A safe approach should be:
function poll() {
db.tx(t=>t.func('get_jobs'))
.then(jobs=> {
// process the jobs
setTimeout(poll, 55);
})
.catch(error=> {
// error
setTimeout(poll, 55);
});
}
Use CTEs to create partial result sets instead of temp tables.
CREATE OR REPLACE FUNCTION get_jobs (
) RETURNS TABLE (
...
) AS
$BODY$
DECLARE
_nowstamp bigint;
BEGIN
-- take the current unix server time in ms
_nowstamp := (select extract(epoch from now()) * 1000)::bigint;
RETURN query (
-- 1. get the jobs that are due
WITH jobs AS (
select ...
from really_big_table_1
where job_time < _nowstamp;
-- 2. get other stuff attached to those jobs
), jobs_extra AS (
select ...
from really_big_table_2 r
inner join jobs j on r.id = j.some_id
)
-- 3. return the final result with a join to a third big table
select je.id, ...
from jobs_extra je
left join really_big_table_3 r on je.id = r.id
group by je.id
);
END
$BODY$ LANGUAGE plpgsql VOLATILE;
The planner will evaluate each block in sequence the way I wanted to achieve with temp tables.

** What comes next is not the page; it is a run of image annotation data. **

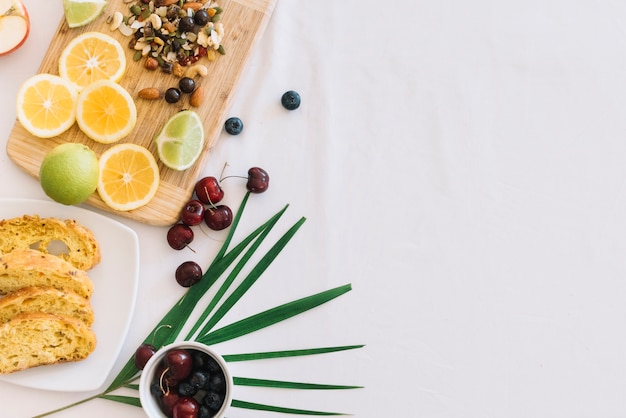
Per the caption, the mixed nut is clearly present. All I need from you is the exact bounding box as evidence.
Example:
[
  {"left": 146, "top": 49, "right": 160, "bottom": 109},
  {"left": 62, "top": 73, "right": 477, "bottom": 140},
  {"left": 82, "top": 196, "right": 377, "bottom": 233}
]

I know this doesn't directly solve the memory leak issue (I'm pretty sure there's something wrong with Postgres' implementation of them, at least the way they manifest on the RDS configuration).
However, the query works, it is query planned the way I was intending and the memory usage is stable now after 3 days of running the job and my server doesn't crash.
I didn't change the node code at all.